HydrogenAudio

Lossy Audio Compression => Other Lossy Codecs => Topic started by: AiZ on 2022-10-29 21:36:38

Title: EnCodec: High Fidelity Neural Audio Compression
Post by: AiZ on 2022-10-29 21:36:38
Hello,

EnCodec: High Fidelity Neural Audio Compression (https://github.com/facebookresearch/encodec)

First saw here (https://encode.su/threads/3966-EnCodec-High-Fidelity-Neural-Audio-Compression). As DZgas pointed out, results on mainstream music at 12Kbps with 48Khz model are impressive.

    AiZ
Title: Re: EnCodec: High Fidelity Neural Audio Compression
Post by: radorn on 2022-10-30 10:34:26
Not having more than a superficial understanding of neural networks, I was going to ask if the decoder was dependent on the encoder's network, and if updating the encoder would break compatibility with existing decoders, but it seems it does, if I'm reaching the right conclusion from what's said in your second link about the decoder taking just as long as the encoder and requiring all the same software.

The compression is impressive, indeed, but does this approach have the potential to become as usable as current codecs?
Title: Re: EnCodec: High Fidelity Neural Audio Compression
Post by: MinPower on 2022-10-31 03:57:04
Hello,

EnCodec: High Fidelity Neural Audio Compression (https://github.com/facebookresearch/encodec)

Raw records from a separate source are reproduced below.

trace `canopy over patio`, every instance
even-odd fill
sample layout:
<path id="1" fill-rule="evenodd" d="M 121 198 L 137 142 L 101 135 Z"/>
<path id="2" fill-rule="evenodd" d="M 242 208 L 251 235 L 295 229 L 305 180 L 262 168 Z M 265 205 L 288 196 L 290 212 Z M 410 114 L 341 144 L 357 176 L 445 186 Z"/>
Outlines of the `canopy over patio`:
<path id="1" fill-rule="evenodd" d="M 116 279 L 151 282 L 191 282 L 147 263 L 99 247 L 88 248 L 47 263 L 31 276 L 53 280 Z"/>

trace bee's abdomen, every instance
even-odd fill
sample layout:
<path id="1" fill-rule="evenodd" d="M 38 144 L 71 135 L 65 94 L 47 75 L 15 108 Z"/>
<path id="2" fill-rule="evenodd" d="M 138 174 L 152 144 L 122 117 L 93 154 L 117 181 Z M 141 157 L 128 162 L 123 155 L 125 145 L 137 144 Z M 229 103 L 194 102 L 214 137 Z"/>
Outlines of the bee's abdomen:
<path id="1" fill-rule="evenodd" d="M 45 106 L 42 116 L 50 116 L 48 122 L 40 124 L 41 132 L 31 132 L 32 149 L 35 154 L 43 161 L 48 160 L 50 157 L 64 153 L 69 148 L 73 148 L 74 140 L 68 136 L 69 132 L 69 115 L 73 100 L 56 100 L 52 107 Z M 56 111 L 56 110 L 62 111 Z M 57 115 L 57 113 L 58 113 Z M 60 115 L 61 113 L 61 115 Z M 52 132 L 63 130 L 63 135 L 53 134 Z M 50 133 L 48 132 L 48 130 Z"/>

First saw here (https://encode.su/threads/3966-EnCodec-High-Fidelity-Neural-Audio-Compression). As DZgas pointed out, results on mainstream music at 12Kbps with 48Khz model are impressive.

    AiZ

I hope it wouldn't take as long as Google to push out an encoder, which is still not here after a year!
Title: Re: EnCodec: High Fidelity Neural Audio Compression
Post by: binaryhermit on 2022-10-31 09:42:17
but does this approach have the potential to become as usable as current codecs?
If you're correct, I suspect the usefulness is limited to situations where one party controls both ends of the encode/decode process and bandwidth (and/or storage) is incredibly limited and/or just prohibitively expensive.  I also suspect this requires much more CPU power/RAM than more traditional codecs, to the point where that might severely limit its usefulness as well
Title: Re: EnCodec: High Fidelity Neural Audio Compression
Post by: Kartoffelbrei on 2022-10-31 22:04:04
Im trying to encode with it, but im getting this error:
Code: [Select]
File "C:\Users\Me\AppData\Local\Packages\PythonSoftwareFoundation.Python.3.9_qbz5n2kfra8p0\LocalCache\local-packages\Python39\site-packages\torchaudio\backend\no_backend.py", line 16, in load
    raise RuntimeError("No audio I/O backend is available.")
RuntimeError: No audio I/O backend is available.
Any Ideas?

Edit: Nvm it just needed soundfile.
Title: Re: EnCodec: High Fidelity Neural Audio Compression
Post by: MinPower on 2022-11-01 05:59:22
Im trying to encode with it, but im getting this error:
Code: [Select]
File "C:\Users\Me\AppData\Local\Packages\PythonSoftwareFoundation.Python.3.9_qbz5n2kfra8p0\LocalCache\local-packages\Python39\site-packages\torchaudio\backend\no_backend.py", line 16, in load
    raise RuntimeError("No audio I/O backend is available.")
RuntimeError: No audio I/O backend is available.
Any Ideas?

Edit: Nvm it just needed soundfile.

How much space were you able to save?  were you able to play that on a phone?
Title: Re: EnCodec: High Fidelity Neural Audio Compression
Post by: radorn on 2022-11-01 13:06:12
@binaryhermit
Oh, yes, that's also discussed in that other forum that the OP linked. It takes a beefy computer to do. Lots of CPU power and a good chunk of RAM. I'm not nearly qualified enough to estimate how much that can improve in the future as to guess whether this can eventually become a viable common codec.
Title: Re: EnCodec: High Fidelity Neural Audio Compression
Post by: jensend on 2022-11-06 04:46:50
but does this approach have the potential to become as usable as current codecs?
If you're correct, I suspect the usefulness is limited to situations where one party controls both ends of the encode/decode process and bandwidth (and/or storage) is incredibly limited and/or just prohibitively expensive.  I also suspect this requires much more CPU power/RAM than more traditional codecs, to the point where that might severely limit its usefulness as well
Their paper (https://arxiv.org/abs/2210.13438) claims ~10x realtime encoding and decoding on one thread of a MacBook Pro M1 for the basic 24kHz model, down to 5x for the 48kHz model, and then down to only 2/3x realtime when also using their entropy encoder (which reduces bitrate by an additional ~25% without quality loss). So, it's anywhere from >10x to >300x slower than Opus, and uses a lot more memory.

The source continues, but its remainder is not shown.